With climate change bringing higher temperatures, “we anticipate that during winter, we will see less demand, which is a good thing, and we will also see more snowfall and rain in the system, which is good thing,” Fazio said. On the flip side, earlier snowmelt means the hydro system will have less water in the summer, leaving the Northwest with less energy to export to California. Meanwhile, retirements of coal-fired plants in the region will translate into an increasing LOLP heading into the next decade.
Fazio said the council’s RA standard counts some imports on top of the resources within the Northwest region. “And we’ve had debates about how much we should rely on that — and that is a policy question; that’s not an assessment of what’s physically available, but it’s a question of how much the region wants to rely on that,” he said.
“The challenges that we’re facing now is that we’re seeing this general trend toward warming temperatures, which means that, even though our summer loads may not be as high as our winter loads, the more important thing for us is the gap between the loads and the resources,” Fazio said. “And it looks like the Northwest is moving toward becoming more of a summer-needy region, which means there will be a challenge in the future because both the Northwest and the Southwest may be competing for the resources at the same time.”
Fazio said the council is shifting from using a historical model in its power plans to one based on climate change trends.
Meeusen said California’s approach to RA entails “making sure that resources are not just there but contracted and offered into the market” through month-ahead and year-ahead contracts.
“We really don’t know until 45 days prior to the month which resources we’re going to be relying on,” Meeusen said.
CAISO relies on a stochastic production simulation that allows the ISO to look at load, wind, solar and outages and “see how they work together” and determine risk “if something drops off.”
“The hard part of this stochastic model is, do we have enough,” and if not, what does the ISO need to procure using its backstop authority?
Olsen said regional reserve sharing has the potential to yield “significant benefits.”
“In effect, we’ve kind of been counting on that regional coordination already as we’ve got resource planning throughout the West, but largely in an uncoordinated manner,” Olsen said. Each system performs its own estimate of how much capacity might be available in the market, but it’s difficult to ascertain whether there’s enough available for everyone in the Western Interconnection, he said.
“And that has gotten us into a little bit of trouble. I think this was a good assumption as long as the system had surplus capacity, which it has had for 20 years, but now as we move towards a system with less and less capacity available and some resources are getting retired … it’s difficult to know how much capacity might be available,” Olsen said.
“Which is to say that the way we’ve been doing things for the past several years, really a couple of decades, may not be sufficient to maintain reliability going forward.”

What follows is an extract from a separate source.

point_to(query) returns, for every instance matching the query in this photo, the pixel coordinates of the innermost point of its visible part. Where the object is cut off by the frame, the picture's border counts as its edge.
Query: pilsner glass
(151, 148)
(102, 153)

Olsen said he likes the direction the Northwest Power Pool is moving in developing its RA program, noting that it fits with the region’s system of bilateral trading among largely vertically integrated utilities. (See NWPP RA Effort Quickly Ramping Up.)
“If we had just four of those entities, each of them looking after its own region [in the West], and then they could all get together and talk about how much they can lean on each other on a broad regional basis — under the auspices of a WECC task force, for example — that would feel like a good long-term direction.”